いわき市で食品内の放射能測定をしているNPO法人が、今度は分析に時間がかかるとされるβ(ベータ)線を出す放射性物質(核種)の測定を来年4月から始める。約3千万円かけて整備した検査室を2日、支援団体などに披露した。市民向けにβ線を測定する装置を整備するのは全国でも珍しい。
東京電力福島第一原発事故後、自主的に子どもたちの甲状腺検査などを実施しているNPO法人「いわき放射能市民測定室たらちね」。今年8月から検査室の工事を進めていた。
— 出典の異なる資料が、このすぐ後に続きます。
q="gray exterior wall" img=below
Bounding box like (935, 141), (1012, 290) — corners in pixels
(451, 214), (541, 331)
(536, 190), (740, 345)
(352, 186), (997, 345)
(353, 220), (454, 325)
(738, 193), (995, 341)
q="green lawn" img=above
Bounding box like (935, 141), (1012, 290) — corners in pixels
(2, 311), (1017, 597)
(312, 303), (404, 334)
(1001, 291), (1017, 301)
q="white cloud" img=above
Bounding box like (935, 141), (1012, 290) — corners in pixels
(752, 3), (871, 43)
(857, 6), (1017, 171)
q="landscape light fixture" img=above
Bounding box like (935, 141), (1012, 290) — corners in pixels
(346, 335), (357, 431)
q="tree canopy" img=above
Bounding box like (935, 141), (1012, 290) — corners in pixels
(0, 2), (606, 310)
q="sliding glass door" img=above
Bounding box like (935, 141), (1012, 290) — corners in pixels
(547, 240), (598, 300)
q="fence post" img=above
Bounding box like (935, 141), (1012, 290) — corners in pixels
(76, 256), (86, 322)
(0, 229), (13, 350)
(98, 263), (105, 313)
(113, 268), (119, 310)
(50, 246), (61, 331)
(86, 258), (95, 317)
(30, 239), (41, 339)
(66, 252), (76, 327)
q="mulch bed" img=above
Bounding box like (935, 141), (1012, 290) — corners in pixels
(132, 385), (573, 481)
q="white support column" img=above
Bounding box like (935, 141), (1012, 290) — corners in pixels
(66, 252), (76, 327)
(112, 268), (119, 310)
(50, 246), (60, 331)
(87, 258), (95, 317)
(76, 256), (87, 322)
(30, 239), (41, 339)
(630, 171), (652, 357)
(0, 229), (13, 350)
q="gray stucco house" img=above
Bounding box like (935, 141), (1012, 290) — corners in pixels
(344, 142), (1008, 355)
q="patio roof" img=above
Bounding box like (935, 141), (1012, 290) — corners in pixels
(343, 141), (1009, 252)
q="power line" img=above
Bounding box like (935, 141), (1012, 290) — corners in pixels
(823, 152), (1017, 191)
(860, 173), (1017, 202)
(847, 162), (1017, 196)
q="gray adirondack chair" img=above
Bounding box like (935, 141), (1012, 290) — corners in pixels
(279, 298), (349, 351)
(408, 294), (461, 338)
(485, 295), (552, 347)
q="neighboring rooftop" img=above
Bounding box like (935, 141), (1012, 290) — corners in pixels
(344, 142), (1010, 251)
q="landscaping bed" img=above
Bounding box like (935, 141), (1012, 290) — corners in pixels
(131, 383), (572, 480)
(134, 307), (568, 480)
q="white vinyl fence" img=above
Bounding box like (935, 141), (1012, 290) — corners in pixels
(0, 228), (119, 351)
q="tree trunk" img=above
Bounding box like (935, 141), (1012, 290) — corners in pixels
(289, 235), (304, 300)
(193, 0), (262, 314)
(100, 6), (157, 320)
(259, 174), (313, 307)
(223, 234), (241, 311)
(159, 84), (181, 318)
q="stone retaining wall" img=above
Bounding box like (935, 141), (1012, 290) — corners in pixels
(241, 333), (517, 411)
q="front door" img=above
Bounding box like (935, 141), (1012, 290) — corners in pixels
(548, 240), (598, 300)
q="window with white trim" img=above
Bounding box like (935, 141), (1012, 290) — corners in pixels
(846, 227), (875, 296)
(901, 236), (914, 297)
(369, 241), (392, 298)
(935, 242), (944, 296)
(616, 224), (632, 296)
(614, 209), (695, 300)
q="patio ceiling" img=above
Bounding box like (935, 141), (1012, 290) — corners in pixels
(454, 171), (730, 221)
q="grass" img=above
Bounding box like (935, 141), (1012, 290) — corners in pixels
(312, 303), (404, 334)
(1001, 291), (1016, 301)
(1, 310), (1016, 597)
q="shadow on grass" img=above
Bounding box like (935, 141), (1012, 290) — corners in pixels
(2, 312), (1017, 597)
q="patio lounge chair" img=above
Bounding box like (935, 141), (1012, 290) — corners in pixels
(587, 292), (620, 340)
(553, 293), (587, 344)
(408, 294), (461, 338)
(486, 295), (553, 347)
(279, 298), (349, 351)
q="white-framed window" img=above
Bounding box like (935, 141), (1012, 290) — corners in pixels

ストロンチウムやトリチウムが出すβ線は透過力がγ(ガンマ)線より弱いが、体内に取り込まれるとγ線と同様に内部被曝(ひばく)の原因になる。ただ測定が難しく、検査時間も長くかかる。検査できる場所も大学など特定の研究・専門機関に限られ、自治体などによる食品の放射能測定も通常、測定しやすいセシウムとヨウ素などが出すγ線で実施されている。
これまでγ線のみ測定していた「たらちね」は、食品などの安全性を確認するにはβ線の核種の測定が欠かせないとして、昨年末から検査導入の検討を始め、フィンランド製の検査機器を輸入。検査室の整備も含めた費用は支援団体などからの寄付で賄ったという。
食品のほか、土壌、海水などの検査も計画している。受け付けを始める来年4月にかけて、スタッフが試験を重ね、技術の習熟に努める。1回の検査は5百円~千円を想定している。
この日のお披露目会には清水敏男市長も訪れ、「市も様々な取り組みをしているが、復興を加速させるためには市民団体との連携が不可欠だ」と今回の取り組みを評価した。
たらちねの鈴木薫・事務局長(48)は「市民で測ることにより、放射能測定が一般市民により身近なものになる」と期待する。
活動を支援しているNPO法人「高木仁三郎市民科学基金」事務局の菅波完さん(48)は「市民主体のγ線の測定施設は全国に約100カ所あるが、β線はこれまでどこも取り組めなかった。高額な設備費を考えると会社を一つ作るのに等しく、個人が食物などを持ち込むだけでは事業としての継続は困難だ。市民の暮らしの中に検査体制をどう広げていくかが課題だ」と指摘する。